Rozhdestvensky published his first poem in 1941, and this helped him to become in 1951 a student of the Moscow Gorky Literary Institute, where he graduated in 1956. While still a student he became a member of the powerful Union of Soviet Writers, a rare achievement for a man of 22. Membership gave him the opportunity to publish his first verse collection, Flagi vesny ('Flags of Spring') in 1955. He then published two collections of poetry, The Test and My Love, both in 1956.
After Khrushchev's overthrow and Brezhnev's taking power, Rozhdestvensky became a senior member of the board of the USSR Union of Writers. In 1971, he was elected a member of the Secretariat of the Union, a powerful group which decided who should be published and who should not. In 1972 he was awarded the Lenin Komsomol prize for young Communists, at the age of 40. He became a member of the Communist Party in 1977 and in 1979 received a Lenin Prize.

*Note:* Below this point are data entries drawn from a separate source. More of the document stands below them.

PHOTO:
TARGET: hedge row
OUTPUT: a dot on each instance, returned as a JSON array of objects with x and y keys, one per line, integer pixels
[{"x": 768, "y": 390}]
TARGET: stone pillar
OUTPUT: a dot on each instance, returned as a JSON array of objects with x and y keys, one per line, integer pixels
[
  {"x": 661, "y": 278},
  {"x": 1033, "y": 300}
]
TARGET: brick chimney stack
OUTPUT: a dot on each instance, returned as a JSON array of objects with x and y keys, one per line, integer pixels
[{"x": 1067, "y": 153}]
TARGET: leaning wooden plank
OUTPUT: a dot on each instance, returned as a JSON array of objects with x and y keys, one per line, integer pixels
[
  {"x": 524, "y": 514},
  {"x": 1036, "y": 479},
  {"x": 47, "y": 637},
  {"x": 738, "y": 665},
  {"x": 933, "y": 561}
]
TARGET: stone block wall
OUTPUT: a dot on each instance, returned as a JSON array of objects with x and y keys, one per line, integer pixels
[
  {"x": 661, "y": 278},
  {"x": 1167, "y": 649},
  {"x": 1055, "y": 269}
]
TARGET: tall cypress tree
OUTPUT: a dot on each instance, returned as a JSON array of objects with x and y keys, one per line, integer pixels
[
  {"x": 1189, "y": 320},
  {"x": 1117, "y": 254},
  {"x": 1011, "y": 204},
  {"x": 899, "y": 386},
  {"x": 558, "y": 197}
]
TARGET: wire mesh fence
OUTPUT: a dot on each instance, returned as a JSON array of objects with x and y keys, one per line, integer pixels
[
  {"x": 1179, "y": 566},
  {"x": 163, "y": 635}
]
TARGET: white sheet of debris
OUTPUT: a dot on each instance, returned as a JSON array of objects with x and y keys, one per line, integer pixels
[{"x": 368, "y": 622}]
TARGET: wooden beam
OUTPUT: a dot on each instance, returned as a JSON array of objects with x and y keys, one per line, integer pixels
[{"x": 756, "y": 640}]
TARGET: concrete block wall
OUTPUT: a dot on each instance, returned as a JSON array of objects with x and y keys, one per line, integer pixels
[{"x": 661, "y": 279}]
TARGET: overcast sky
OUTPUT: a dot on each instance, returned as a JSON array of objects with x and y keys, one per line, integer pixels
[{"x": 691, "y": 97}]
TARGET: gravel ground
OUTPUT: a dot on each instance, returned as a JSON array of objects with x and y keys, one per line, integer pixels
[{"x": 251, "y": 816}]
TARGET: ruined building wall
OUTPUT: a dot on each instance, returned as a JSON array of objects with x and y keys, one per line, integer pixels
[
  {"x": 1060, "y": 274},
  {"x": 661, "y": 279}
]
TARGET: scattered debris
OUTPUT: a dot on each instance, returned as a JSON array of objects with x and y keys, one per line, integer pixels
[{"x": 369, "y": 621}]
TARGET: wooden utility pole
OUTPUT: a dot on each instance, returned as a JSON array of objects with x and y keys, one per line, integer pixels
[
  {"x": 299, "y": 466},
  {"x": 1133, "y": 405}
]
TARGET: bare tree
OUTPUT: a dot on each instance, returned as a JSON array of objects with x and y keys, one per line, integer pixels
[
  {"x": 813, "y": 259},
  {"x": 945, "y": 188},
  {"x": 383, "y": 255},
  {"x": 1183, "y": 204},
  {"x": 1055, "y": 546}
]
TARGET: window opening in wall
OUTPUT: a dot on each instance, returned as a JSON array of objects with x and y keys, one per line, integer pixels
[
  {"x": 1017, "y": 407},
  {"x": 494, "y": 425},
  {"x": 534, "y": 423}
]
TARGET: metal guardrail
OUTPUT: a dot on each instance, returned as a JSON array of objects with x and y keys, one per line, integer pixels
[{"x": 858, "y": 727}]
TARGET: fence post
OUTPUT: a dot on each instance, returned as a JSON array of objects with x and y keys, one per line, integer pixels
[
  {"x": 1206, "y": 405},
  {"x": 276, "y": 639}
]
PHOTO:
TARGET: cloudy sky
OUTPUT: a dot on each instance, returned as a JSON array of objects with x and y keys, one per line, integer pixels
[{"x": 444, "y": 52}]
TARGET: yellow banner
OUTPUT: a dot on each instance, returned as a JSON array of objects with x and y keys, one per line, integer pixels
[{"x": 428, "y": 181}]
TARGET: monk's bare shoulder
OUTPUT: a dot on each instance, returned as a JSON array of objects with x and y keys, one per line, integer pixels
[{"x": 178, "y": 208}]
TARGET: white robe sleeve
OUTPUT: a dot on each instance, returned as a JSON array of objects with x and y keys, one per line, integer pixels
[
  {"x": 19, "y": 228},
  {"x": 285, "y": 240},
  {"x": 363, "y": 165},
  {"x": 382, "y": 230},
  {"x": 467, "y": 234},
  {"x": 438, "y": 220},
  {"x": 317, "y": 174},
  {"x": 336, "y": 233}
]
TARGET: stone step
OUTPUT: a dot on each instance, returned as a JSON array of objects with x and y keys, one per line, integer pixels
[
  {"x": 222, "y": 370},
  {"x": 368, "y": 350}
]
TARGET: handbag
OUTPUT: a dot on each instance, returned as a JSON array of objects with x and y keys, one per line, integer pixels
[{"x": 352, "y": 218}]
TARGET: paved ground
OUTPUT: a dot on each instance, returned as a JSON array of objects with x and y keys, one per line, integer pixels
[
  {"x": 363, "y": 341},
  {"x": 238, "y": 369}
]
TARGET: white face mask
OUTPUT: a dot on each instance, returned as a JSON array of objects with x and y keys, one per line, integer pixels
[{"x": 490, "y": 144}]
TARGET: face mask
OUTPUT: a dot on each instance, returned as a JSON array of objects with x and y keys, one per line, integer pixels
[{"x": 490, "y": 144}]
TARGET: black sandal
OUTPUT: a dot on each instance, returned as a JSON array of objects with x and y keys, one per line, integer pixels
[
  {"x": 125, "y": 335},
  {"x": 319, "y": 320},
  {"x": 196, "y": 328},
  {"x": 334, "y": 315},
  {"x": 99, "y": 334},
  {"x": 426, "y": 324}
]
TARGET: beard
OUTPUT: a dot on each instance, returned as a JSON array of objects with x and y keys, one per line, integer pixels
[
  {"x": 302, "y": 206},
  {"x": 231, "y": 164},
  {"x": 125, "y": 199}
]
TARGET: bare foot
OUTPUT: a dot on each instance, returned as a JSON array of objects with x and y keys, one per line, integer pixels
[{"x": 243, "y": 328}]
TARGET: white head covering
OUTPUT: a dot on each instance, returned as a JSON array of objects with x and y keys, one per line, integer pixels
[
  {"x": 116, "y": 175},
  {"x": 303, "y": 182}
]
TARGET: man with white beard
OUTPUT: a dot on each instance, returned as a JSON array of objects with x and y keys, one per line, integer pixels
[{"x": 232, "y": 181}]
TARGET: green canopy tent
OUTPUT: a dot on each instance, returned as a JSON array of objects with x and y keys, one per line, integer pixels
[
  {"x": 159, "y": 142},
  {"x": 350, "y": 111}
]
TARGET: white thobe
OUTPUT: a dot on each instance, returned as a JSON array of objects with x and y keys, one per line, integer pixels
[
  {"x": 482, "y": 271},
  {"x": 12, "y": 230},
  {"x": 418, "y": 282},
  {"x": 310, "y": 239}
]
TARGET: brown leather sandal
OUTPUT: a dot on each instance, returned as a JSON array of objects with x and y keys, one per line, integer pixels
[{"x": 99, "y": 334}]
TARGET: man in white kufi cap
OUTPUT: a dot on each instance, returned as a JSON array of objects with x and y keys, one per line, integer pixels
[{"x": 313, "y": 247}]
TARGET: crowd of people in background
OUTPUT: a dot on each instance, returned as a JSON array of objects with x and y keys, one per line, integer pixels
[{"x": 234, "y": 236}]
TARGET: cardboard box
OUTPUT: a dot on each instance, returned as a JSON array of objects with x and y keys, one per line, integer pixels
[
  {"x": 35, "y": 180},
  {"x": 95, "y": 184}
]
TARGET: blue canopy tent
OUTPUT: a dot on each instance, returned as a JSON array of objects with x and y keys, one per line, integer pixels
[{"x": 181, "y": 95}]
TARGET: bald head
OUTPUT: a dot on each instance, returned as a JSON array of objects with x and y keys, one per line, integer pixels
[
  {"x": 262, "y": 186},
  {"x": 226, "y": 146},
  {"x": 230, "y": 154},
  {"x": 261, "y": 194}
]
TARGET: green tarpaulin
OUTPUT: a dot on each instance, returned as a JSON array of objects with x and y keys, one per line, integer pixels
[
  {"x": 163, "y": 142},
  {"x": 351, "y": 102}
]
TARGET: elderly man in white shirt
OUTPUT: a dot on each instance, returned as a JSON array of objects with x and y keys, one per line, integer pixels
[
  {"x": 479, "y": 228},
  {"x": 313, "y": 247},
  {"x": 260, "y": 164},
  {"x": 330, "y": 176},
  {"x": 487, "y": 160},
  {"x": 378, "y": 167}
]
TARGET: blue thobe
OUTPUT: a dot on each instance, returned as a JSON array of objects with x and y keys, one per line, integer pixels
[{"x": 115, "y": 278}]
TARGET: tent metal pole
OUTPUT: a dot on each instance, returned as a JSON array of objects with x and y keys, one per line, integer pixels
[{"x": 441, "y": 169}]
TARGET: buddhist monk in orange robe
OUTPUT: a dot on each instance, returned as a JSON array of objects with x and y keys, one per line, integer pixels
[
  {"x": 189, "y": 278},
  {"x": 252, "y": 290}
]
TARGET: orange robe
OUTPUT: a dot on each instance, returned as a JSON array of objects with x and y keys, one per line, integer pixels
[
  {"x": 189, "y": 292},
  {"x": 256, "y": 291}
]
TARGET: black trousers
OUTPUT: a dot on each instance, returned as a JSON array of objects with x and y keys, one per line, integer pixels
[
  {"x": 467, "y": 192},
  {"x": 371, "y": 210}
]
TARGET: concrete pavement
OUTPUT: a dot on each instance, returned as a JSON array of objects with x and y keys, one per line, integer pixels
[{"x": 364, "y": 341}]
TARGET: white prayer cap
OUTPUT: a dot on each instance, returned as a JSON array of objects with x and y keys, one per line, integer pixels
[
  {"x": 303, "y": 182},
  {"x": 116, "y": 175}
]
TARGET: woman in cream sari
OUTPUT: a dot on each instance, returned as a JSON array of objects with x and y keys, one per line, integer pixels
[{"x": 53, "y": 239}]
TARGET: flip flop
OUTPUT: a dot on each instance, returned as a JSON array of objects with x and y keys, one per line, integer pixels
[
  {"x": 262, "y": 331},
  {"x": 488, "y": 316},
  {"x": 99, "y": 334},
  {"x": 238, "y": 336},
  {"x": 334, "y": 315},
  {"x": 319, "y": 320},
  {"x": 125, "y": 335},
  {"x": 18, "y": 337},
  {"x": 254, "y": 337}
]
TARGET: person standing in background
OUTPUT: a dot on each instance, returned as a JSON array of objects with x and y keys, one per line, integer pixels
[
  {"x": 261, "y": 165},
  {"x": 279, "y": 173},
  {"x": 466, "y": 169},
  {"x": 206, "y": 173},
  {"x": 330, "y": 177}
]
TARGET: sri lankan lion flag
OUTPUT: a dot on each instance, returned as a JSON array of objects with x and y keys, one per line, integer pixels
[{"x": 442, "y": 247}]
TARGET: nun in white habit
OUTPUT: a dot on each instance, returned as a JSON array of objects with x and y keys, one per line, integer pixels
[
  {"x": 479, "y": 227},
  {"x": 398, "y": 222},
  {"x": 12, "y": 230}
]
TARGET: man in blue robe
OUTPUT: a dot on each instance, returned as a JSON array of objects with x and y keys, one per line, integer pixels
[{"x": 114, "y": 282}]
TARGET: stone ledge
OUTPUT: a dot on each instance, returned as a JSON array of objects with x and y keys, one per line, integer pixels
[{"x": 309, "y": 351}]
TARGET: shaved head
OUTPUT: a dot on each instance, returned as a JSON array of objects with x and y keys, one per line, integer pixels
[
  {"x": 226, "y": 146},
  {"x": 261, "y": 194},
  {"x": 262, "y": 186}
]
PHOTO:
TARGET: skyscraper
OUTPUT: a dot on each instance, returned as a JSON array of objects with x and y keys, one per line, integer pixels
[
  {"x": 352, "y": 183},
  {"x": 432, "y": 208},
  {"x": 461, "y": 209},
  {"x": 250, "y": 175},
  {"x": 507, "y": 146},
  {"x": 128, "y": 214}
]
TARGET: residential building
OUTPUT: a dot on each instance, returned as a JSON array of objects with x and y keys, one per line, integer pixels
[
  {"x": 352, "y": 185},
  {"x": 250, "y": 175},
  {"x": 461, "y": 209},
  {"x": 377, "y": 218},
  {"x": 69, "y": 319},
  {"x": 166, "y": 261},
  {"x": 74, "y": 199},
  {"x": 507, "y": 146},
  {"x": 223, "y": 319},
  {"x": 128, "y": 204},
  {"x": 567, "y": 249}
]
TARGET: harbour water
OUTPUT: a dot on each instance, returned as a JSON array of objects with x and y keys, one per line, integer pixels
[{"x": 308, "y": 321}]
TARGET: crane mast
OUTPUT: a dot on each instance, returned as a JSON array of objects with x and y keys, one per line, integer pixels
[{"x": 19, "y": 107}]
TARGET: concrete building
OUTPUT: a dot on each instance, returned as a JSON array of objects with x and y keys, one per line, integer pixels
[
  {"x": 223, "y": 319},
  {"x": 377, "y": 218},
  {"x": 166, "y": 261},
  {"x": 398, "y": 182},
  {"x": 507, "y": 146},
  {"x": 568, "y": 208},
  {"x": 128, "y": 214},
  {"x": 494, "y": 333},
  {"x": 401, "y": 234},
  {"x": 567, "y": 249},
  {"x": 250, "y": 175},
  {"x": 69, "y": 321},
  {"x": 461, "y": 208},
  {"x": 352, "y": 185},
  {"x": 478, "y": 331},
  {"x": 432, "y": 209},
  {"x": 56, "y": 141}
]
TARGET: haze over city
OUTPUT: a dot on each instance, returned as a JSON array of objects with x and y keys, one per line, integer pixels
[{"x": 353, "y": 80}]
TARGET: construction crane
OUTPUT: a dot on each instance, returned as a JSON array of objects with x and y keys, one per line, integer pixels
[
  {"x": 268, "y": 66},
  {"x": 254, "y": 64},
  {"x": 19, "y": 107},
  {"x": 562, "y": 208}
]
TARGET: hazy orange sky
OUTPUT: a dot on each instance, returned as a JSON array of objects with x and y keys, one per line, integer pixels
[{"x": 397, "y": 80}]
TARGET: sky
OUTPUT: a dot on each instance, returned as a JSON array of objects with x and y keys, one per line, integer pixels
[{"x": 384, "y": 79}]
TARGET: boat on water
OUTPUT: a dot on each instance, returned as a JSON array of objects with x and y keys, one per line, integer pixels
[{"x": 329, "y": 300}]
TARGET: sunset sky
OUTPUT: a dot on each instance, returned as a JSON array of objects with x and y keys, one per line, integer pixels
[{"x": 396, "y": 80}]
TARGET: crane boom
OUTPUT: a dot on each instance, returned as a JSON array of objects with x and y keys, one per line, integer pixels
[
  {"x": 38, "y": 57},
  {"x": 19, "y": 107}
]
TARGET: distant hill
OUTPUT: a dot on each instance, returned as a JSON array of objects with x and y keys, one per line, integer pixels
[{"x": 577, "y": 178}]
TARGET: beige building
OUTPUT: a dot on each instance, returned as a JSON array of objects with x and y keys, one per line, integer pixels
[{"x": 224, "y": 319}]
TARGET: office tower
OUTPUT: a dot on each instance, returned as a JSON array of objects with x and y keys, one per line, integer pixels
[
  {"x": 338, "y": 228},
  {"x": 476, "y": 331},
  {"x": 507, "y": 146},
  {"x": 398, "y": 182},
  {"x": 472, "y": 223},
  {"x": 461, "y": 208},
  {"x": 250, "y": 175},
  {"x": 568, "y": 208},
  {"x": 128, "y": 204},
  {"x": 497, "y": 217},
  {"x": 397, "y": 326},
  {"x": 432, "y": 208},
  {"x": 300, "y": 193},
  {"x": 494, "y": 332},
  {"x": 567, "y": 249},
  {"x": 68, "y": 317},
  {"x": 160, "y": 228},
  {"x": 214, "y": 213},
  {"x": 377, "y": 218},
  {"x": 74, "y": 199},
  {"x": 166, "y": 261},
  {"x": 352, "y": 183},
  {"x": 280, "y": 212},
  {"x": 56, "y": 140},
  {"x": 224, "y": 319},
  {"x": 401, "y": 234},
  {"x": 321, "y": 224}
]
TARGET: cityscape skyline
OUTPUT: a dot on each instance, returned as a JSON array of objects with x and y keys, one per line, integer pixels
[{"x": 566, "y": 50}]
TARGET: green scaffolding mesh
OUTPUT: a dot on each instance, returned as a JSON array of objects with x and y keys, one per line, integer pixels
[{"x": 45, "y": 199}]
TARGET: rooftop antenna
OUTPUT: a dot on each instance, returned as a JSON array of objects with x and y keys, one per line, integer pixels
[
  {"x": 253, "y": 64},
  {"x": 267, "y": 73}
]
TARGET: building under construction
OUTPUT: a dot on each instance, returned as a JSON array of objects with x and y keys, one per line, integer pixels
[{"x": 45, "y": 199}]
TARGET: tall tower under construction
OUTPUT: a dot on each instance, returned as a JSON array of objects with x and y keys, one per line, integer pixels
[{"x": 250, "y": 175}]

In 1970, Rozhdestvensky's Requiem appeared in book form and his former teacher at the military musical college, the composer Dmitri Kabalevsky, wrote a score for it. All the while the most important real requiem, written by the most important Russian poetess of her time, Anna Akhmatova, in 1935-43, and dedicated to her arrested son, remained unpublished in the Soviet Union (it was published in Munich in 1963).
Rozhdestvensky's two-volume Selected Works were published in 1979 and his three-volume Complete Works in 1985. At one time he had his own programme, Documentary Screen, on Soviet television, on which he showed much official propaganda against the West. He also worked with leading composers such as Alexandra Pakhmutova, Doris Mokrousov, and Yakov Frenkel, who set his verse to music. These were songs about love, happiness and the wonderful Soviet life.
Rozhdestvensky played quite a role in official public affairs such as being a senior member of the propagandist Soviet Committee for the Defence of Peace, financed by the Soviet Government, and of the World Peace Council, on whose behalf he often travelled abroad. He was also chairman of various literary committees, and a deputy on Moscow City Council. He lived with his wife, a literary critic, and two daughters in an apartment at 9 Gorky Street, a building where the Soviet elite lived and still live.
As a cultural emissary of the Soviet Government abroad during Brezhnev's, Andropov's and Chernenko's time, Rozhdestvensky used to write for newspapers back home poems on political events or on space flights of which he had read in Pravda and Izvestia - 'a paper which for me is as heroin is for a drug addict', as he wrote in his poem 'Hunger'. From Brezhnev's time until the end of censorship under Gorbachev in 1987 Rozhdestvensky for 20 years wrote hymns to the Soviet Government's every action, whether good or evil.
Before the break-up of the Soviet Union Rozhdestvensky was a rich man but in recent years, when the rouble became worthless and his privileges disappeared, he experienced, like most of his colleagues, enormous difficulties.
Rozhdestvensky will be remembered as a noteworthy poet of the liberal Soviet 1960s. In later life he was seen in public in company with leading cultural figures, and presented the public persona of an outstanding Russian poet in favour of democracy. But whether he really believed this of himself remains an open question.